Apricot Blossom House mooncake characteristics: the use of sophisticated materials, fine production techniques, with the times.
1, Apricot House's most famous bean paste must be used in Haimen's special Dahongpao, even to go all the way to Hunan Tongxin Xianglian, coconut from the sea 1 of the special coconut, five kernels in the elephants come from the hundred Guangdong West Asia, the fragrance of the kernels come from the Xinjiang North Hickory with the Yunnan head of the walnuts, the materials used in the dry points of the examination.
2, fine production process, is the biggest secret of the success of the Apricot Tower moon cakes. After nearly a century of accumulation by several generations, the unique recipe of Wan Hua Lou mooncakes has become a classic brand asset.
3, Apricot Flower House mooncake at the same time in both the ancient inheritance of the Mid-Autumn Festival, according to the needs of the public's life, and continue to innovate on the heights. The only senior mooncake technician in China, Chen Mingxin, is hired to craft the fins and abalone mooncake, which is flavored with Moutai wine and has a clear, layered texture that meets the needs of the high class.
Brand Introduction
The brand rose to prominence in the early 20th century, with unique recipes and superb craftsmanship, the brand went viral. Shanghai Xinghualou (Group) Co., Ltd, is a large enterprise group focusing on catering, hotel and food processing industry, which brings together the essence of Chinese cuisine.

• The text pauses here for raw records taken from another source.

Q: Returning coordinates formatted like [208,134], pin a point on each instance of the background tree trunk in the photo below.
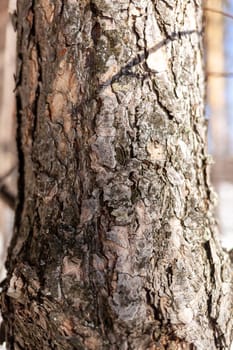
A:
[115,245]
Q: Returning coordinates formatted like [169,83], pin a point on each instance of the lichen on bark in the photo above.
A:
[115,243]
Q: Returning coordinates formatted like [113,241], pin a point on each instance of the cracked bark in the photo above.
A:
[115,243]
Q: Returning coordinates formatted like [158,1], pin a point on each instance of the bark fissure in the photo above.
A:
[115,244]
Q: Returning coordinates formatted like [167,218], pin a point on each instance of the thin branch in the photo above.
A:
[5,194]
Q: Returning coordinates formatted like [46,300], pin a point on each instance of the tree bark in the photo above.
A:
[115,243]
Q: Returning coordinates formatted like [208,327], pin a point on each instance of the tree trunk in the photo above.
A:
[115,244]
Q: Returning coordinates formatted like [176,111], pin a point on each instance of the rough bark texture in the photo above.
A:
[115,245]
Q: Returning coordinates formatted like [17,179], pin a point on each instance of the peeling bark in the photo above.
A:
[115,243]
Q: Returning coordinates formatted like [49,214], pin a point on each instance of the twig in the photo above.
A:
[5,194]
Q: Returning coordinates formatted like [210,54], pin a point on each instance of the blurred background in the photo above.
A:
[219,112]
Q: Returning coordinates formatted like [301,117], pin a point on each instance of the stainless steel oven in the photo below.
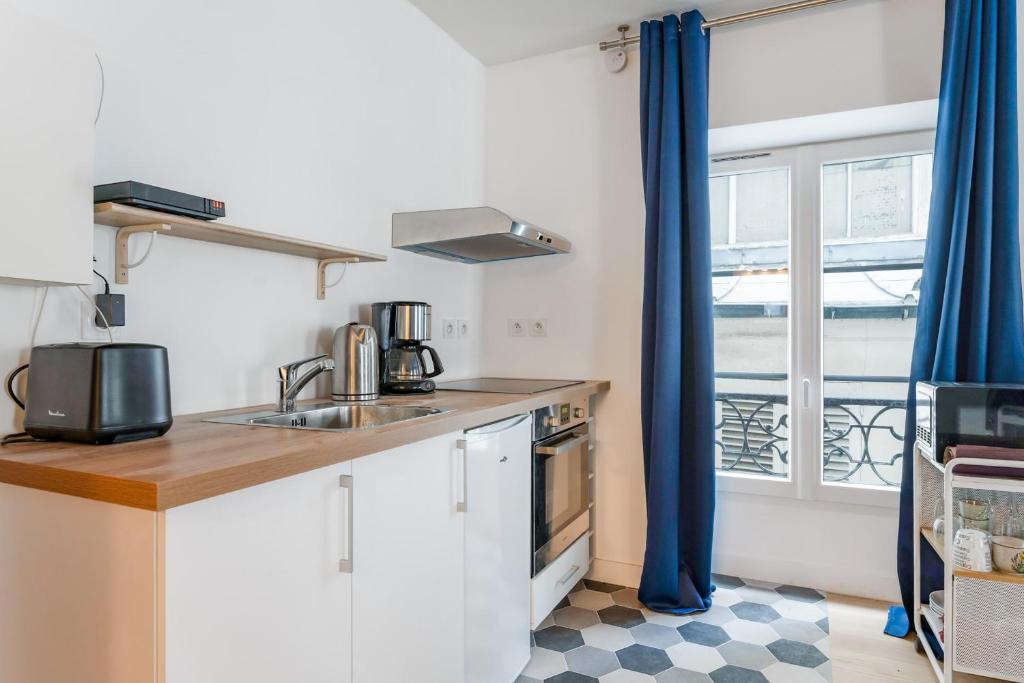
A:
[561,478]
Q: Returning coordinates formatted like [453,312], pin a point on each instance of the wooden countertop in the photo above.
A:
[197,460]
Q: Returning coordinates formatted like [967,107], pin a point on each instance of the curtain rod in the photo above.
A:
[727,20]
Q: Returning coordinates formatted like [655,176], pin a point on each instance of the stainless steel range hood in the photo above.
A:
[472,236]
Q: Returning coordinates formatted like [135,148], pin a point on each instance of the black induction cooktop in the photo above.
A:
[505,385]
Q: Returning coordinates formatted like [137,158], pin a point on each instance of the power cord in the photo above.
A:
[18,437]
[107,283]
[10,385]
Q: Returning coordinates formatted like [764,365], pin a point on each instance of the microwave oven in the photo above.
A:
[957,413]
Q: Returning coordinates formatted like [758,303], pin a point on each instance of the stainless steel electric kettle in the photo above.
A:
[356,374]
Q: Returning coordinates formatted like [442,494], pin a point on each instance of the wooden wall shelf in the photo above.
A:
[130,220]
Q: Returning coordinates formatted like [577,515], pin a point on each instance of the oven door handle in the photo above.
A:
[563,446]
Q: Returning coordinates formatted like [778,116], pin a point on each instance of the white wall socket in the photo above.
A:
[517,327]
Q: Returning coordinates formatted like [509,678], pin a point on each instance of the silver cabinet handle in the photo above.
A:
[571,572]
[460,505]
[563,446]
[345,564]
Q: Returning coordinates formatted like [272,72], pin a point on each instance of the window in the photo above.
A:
[816,259]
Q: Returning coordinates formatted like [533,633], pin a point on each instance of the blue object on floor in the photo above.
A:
[897,625]
[677,396]
[971,315]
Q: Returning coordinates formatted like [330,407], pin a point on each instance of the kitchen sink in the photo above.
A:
[333,417]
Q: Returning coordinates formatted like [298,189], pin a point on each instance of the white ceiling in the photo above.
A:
[499,31]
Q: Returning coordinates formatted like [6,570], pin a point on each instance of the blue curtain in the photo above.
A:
[970,316]
[677,367]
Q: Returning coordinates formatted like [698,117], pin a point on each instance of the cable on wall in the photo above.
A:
[344,270]
[153,238]
[102,89]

Specialty hotels and long-established restaurants include South Xinya Ramada Hotel, Apricot Blossom House, Xinya Cantonese Restaurant, Yangzhou Restaurant, Shen Dacheng, Xiangmanlou, Dexing Noodle House, Yan Yunlou, Hong Changxing, Lao Zhengxing, Gongde Lin, Lao Half Zhai, De Da Xi Cuisine Society and more than 20 others.
The Apricot Flower House mooncake has been in Shanghai for nearly 100 years, and its traditional bean paste, lotus seed paste, coconut paste, and five kernels have become the "Four Kings".